The Chinese military has inducted a new intermediate-range ballistic missile (IRBM) capable of hitting U.S. military installations on Guam, the largest and southernmost of the Mariana Islands, a new report by the U.S.-China Economic and Security Review Commission reveals.
The Dongfeng-26C (DF-26C), a conventionally armed IRBM, has in all likelihood been deployed as an operational weapon the report claims, although it is unclear in what quantities and into what brigades of the People’s Liberation Army (PLA).
“Foremost among China’s military assets capable of reaching Guam, the DF-26 IRBM represents the culmination of decades of advancements to China’s conventional ballistic missile forces,” according to the report.
Sixteen DF-26 launchers were publicly displayed during the September 2015 parade in Beijing, which commemorated the 70th anniversary of Japan’s surrender in China. Overall, the PLA fields around 1,200 ballistic missiles of all ranges armed with both conventional and nuclear warheads.
The DF-26 IRBM purportedly features a new “modular design” and can be armed with “two types of nuclear warhead and several types of conventional warhead which use different destructive mechanisms to attack specific targets,” according to two experts of the PLA Academy of Military Sciences, quoted in the report.
The IRBM allegedly also has an anti-ship variant. However, the report cautions:
The PLA has not conducted a successful publicly-reported test of either missile against a moving target at sea,55 and the additional range of the DF-26 likely complicates the targeting challenge China already faces with the DF-21D. China’s ability to employ DF-26 ASBMs in precision strikes against U.S. carriers near Guam will thus remain uncertain until the PLA demonstrates this capability (…).

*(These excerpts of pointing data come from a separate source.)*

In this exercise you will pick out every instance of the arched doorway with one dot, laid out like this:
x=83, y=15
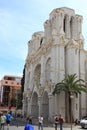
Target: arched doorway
x=34, y=105
x=45, y=105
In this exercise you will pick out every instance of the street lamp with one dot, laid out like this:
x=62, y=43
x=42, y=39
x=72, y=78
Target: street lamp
x=71, y=97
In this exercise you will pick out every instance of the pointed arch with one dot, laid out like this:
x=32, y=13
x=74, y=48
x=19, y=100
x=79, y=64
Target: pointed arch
x=48, y=69
x=37, y=75
x=45, y=105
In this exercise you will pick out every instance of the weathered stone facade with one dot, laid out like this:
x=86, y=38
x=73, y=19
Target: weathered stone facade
x=52, y=54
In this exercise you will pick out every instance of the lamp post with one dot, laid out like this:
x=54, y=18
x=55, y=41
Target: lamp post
x=71, y=97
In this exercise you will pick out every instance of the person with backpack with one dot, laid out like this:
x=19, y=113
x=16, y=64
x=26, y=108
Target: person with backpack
x=56, y=121
x=2, y=120
x=61, y=121
x=8, y=119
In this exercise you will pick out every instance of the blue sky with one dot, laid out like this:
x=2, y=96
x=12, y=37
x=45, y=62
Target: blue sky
x=19, y=19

The report also notes that the missile “likely has serious accuracy limitations” and in its conclusion the paper states that the risk of a successful strike on Guam is relatively low for now:
Currently, accuracy limitations and platform vulnerabilities render this risk relatively low, but China’s commitment to continuing to modernize its strike capabilities indicates the risk will likely grow going forward.
The DF-26 has a purported range of 3,000 -4,000 kilometers (1,800-2,500 miles). As I reported previously (See: “Revealed: China for the First Time Publicly Displays Guam Killer Missile”):
China accidentally revealed the existence of the DF-26C in 2012 with reports about the existence of the missile circulating already since at least 2007. It allegedly can be fitted unto a road-mobile chassis – called transporter-erector-launcher (TEL) – and uses solid fuel. Based on the TEL, it appears that the DF-26C is produced by the China Aerospace Science and Technology Corporation (CASC).
The report also discusses other Chinese weapons systems that theoretically could successfully strike Guam and U.S. warships including land-attack cruise missiles, air and sea-launched anti-ship cruise missiles.
“To evaluate China’s ability to strike Guam going forward, the areas that should be monitored most closely are increased deployments of DF-26 missiles and qualitative improvements to China’s precision strike capabilities, bomber fleet, in-air refueling capability, and submarine quieting technology,” the report summarizes.